Spiders exposed to permethrin in our study recovered in one to three days. A third of the spiders had recovered in one day in June, but none had in March. Seasonal temperature and humidity differences may have contributed to differences in speed of recovery. In South Florida, March is dry and cool, whereas June is hot and humid. Accordingly, diurnal mosquitoes are virtually absent in March, but their populations explode in June with the onset of the rainy season, so the June data better typify encounters between mosquitoes and spiders. Elevated temperature affects the spiders’ response to pyrethroids in two opposing ways, hastening absorbance, which increases toxicity, but also increasing metabolism of the pesticide, which shortens recovery time for sublethal doses [26]. Pyrethroids also interfere with water transport in arthropods, leading to dehydration [26,27], which can affect all aspects of physiology.

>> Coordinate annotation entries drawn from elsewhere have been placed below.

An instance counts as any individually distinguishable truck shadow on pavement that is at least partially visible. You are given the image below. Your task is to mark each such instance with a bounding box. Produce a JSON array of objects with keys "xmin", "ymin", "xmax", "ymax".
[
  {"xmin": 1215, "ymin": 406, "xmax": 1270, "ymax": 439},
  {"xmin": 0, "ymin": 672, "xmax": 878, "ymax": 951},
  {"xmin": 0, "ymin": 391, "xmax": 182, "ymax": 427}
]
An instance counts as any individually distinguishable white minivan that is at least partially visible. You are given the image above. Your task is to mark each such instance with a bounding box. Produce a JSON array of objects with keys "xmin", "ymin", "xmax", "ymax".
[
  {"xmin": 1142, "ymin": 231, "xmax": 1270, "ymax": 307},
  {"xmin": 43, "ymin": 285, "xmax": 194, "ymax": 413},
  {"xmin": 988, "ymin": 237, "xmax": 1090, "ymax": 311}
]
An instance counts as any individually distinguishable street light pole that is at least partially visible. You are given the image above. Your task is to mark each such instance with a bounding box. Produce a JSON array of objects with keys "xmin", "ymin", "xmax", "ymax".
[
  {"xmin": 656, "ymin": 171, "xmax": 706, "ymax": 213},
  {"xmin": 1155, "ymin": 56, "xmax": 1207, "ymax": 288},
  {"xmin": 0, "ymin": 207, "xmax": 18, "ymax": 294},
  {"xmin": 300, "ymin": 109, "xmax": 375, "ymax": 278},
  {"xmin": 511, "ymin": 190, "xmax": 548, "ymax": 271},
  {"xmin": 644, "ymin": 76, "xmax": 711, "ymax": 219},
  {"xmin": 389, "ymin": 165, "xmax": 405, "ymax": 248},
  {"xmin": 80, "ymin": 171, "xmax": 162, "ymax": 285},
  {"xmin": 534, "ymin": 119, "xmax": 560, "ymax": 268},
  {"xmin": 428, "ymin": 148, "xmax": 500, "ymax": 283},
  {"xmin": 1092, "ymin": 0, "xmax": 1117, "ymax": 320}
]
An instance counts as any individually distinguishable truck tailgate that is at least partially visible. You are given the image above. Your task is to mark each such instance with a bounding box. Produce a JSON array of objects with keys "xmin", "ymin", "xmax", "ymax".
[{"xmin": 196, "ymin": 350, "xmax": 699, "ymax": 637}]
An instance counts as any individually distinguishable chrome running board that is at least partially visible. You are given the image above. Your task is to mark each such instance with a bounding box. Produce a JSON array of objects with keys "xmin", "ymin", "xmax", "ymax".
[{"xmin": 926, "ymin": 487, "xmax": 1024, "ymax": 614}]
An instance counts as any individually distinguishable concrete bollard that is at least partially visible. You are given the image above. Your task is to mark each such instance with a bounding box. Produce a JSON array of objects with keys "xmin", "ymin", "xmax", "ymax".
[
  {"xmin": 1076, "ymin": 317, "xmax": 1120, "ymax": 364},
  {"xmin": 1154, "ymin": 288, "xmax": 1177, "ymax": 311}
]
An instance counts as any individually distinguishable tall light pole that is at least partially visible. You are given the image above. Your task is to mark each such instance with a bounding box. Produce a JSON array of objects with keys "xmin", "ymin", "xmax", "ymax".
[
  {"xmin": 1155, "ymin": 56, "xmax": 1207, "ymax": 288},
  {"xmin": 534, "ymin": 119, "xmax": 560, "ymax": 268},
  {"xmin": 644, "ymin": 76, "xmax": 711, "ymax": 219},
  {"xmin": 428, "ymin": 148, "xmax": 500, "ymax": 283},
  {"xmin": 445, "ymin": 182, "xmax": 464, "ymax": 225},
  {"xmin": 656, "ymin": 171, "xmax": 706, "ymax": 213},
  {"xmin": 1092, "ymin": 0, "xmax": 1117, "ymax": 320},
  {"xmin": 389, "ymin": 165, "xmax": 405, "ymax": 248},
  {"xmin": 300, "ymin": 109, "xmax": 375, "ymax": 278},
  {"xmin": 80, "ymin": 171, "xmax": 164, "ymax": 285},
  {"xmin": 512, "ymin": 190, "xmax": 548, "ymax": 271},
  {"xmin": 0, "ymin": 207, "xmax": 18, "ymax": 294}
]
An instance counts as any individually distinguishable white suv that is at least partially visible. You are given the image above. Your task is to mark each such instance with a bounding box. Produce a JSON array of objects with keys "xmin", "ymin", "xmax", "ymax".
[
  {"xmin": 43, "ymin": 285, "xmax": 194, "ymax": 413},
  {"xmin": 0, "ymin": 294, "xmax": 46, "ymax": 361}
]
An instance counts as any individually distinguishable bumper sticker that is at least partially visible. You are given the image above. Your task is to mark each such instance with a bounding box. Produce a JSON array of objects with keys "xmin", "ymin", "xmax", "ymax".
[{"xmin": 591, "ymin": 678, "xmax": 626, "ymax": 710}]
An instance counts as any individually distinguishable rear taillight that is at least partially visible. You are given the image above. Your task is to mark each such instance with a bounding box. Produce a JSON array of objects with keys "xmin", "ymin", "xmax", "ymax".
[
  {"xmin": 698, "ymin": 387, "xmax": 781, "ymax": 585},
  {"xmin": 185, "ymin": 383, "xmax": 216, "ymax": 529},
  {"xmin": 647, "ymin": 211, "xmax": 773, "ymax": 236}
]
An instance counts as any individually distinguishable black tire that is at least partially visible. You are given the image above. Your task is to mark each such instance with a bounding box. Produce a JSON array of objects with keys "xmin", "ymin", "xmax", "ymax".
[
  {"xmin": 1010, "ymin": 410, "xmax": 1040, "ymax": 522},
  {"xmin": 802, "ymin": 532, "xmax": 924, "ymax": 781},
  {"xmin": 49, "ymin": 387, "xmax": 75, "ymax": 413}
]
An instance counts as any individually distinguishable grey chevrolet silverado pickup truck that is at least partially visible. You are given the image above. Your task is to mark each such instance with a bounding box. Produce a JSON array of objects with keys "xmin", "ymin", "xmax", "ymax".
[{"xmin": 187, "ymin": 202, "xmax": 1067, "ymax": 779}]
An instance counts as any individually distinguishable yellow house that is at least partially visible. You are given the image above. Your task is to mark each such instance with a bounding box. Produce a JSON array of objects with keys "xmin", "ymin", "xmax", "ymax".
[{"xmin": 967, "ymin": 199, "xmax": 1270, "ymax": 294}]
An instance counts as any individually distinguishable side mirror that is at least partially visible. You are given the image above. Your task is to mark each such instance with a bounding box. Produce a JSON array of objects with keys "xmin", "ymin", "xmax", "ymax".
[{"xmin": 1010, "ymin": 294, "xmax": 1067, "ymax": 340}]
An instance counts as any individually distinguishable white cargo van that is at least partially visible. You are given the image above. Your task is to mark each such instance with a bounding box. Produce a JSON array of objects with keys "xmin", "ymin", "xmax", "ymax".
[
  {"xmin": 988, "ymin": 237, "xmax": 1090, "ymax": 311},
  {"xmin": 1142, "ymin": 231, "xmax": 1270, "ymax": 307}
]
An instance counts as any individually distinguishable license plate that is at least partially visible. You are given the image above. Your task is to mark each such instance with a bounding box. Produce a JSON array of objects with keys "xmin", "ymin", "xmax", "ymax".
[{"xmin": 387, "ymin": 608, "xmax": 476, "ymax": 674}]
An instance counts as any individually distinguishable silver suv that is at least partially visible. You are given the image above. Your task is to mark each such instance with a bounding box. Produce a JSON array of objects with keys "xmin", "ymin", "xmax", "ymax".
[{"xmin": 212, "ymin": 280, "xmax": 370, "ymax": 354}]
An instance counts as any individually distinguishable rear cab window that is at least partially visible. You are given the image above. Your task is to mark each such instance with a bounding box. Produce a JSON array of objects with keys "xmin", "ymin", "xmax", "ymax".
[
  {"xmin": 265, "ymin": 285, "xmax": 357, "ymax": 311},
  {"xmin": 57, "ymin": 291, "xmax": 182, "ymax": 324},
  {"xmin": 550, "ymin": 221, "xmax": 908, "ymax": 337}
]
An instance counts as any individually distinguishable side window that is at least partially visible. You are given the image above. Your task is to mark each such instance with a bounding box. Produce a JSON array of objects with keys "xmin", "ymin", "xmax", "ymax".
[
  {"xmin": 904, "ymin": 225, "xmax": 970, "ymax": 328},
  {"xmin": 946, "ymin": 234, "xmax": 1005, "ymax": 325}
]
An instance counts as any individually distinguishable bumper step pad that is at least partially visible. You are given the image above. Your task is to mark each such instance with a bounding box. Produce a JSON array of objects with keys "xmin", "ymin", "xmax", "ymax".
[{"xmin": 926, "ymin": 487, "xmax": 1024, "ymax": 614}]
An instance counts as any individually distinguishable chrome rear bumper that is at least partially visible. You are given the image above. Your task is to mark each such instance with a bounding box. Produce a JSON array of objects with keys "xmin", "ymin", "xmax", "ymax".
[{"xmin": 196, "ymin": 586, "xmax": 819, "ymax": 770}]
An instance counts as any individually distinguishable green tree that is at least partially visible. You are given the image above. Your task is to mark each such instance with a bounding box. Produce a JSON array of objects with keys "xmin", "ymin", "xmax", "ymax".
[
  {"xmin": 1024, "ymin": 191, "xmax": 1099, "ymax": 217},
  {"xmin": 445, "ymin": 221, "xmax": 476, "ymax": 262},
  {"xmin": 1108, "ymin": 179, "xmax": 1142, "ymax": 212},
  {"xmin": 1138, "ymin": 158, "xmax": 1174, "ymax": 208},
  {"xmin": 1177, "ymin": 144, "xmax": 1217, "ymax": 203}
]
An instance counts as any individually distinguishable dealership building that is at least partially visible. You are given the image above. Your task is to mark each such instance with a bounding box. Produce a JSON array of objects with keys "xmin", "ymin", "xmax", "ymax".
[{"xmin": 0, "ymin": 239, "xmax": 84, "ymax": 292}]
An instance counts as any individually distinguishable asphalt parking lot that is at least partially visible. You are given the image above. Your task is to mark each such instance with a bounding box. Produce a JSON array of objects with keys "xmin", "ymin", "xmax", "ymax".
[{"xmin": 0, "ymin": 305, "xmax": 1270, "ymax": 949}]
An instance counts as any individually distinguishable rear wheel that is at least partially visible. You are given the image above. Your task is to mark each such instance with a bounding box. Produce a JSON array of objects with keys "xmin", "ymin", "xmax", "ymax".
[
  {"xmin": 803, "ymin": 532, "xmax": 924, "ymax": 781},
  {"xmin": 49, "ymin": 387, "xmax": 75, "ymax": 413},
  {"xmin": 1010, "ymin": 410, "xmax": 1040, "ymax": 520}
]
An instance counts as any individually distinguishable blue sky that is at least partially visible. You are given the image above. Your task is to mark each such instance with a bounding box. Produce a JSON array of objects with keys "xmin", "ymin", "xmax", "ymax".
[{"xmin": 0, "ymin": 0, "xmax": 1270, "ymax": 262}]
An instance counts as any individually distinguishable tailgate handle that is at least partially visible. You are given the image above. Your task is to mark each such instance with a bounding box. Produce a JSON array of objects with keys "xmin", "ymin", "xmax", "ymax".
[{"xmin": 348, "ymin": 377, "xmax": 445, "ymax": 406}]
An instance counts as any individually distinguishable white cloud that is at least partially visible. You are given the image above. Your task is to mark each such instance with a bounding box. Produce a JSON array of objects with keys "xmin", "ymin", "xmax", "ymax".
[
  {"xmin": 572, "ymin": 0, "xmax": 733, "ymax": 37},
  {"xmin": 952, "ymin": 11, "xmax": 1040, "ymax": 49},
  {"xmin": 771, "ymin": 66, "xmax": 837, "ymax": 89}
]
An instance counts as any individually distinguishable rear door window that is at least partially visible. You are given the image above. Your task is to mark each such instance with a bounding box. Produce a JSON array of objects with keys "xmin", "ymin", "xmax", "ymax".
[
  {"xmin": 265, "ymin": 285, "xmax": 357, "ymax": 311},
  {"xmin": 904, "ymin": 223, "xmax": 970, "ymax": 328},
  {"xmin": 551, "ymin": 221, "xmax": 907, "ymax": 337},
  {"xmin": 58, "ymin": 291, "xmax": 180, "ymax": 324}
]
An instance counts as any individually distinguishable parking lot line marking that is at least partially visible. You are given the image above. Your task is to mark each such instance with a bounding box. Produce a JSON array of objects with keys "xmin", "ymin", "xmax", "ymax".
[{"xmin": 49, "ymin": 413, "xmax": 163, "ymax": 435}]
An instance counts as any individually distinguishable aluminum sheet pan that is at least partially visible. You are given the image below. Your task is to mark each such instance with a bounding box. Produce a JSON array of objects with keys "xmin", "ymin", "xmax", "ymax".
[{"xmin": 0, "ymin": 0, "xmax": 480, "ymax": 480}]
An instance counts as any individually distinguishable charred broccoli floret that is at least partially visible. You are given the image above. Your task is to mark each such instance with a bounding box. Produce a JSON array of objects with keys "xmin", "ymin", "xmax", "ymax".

The rapid rebound of mosquito populations over the three days following adulticide application [13,17] matches the three-day period of spider immobility found in this study and others [23,24,27]. Recovery of spiders’ web construction and prey capture abilities would correspond to the return to the lower survival rate of adult Ae. aegypti three days after adulticide spray application. Non-lethal effects on spiders in this study have been seen in other species and with other pesticides [1,4,5,27]. Similarly, population increase of agricultural pests following reduction of spiders through pesticide application has been documented repeatedly [28]. Because spider immobility following pesticide application has significant consequences for control of agricultural pest infestation, the possibility of harm to spiders should be taken seriously in control of arbovirus epidemics as well. For that reason, research should be conducted to see whether nonlethal effects of pesticides on mosquito capture by spiders actually does enhance the speed of mosquito population rebound. Our study minimized environmental exposure by applying permethrin directly to the webs. A more direct comparison to typical mosquito control conditions would benefit from replicating these experiments using ULV spray applications of the pesticide of interest.

Mosquito populations are regulated by a mix of bottom-up and top-down processes including intraspecific and interspecific competition among larvae, and predation on all life stages [29,30,31,32]. Most studies of mosquito competition (bottom-up control) and predation (top-down control) focus on the larval stages. Small bats consume adults of mosquito species that fly in the open but not the urban mosquito species that stay close to dwellings and vegetation [33]. No evidence suggests bats eat enough mosquitoes to affect their populations [34]. Adult dragonflies can be seen hunting in the right places to catch mosquitoes in a variety of habitats, but, probably for logistic reasons, the literature is devoid of data on mosquito predation by adult dragonflies. Evidence for spiders as effective predators of adult mosquitoes is only slightly better. Web-building spiders are the dominant predators of flying insects in most terrestrial ecosystems [35], regulating prey populations, and, sometimes capturing far more prey in their webs than they can consume [36]. Density of pest insects is significantly lower in areas with higher densities of spiders [28]. Orb-weaving spiders, in particular, are key predators of dipterans including mosquitoes [37,38,39]. Accordingly, spider predation on mosquitoes is thought to have potential for control of dengue and malaria [40,41]. Our finding that spider predation of mosquitoes is temporarily compromised after pyrethroid exposure, combined with earlier findings that mosquito populations increase faster immediately following adulticide spraying [13,17] are consistent with the possibility that spiders play a significant role in suppression of urban/suburban mosquito populations. The argument thus far is correlative and would be illuminated by direct study of spider suppression of mosquitoes at the local population scale. Because spiders are so common in and around human dwellings, their potential as suppressors of adult mosquito populations warrants more direct experimental investigation.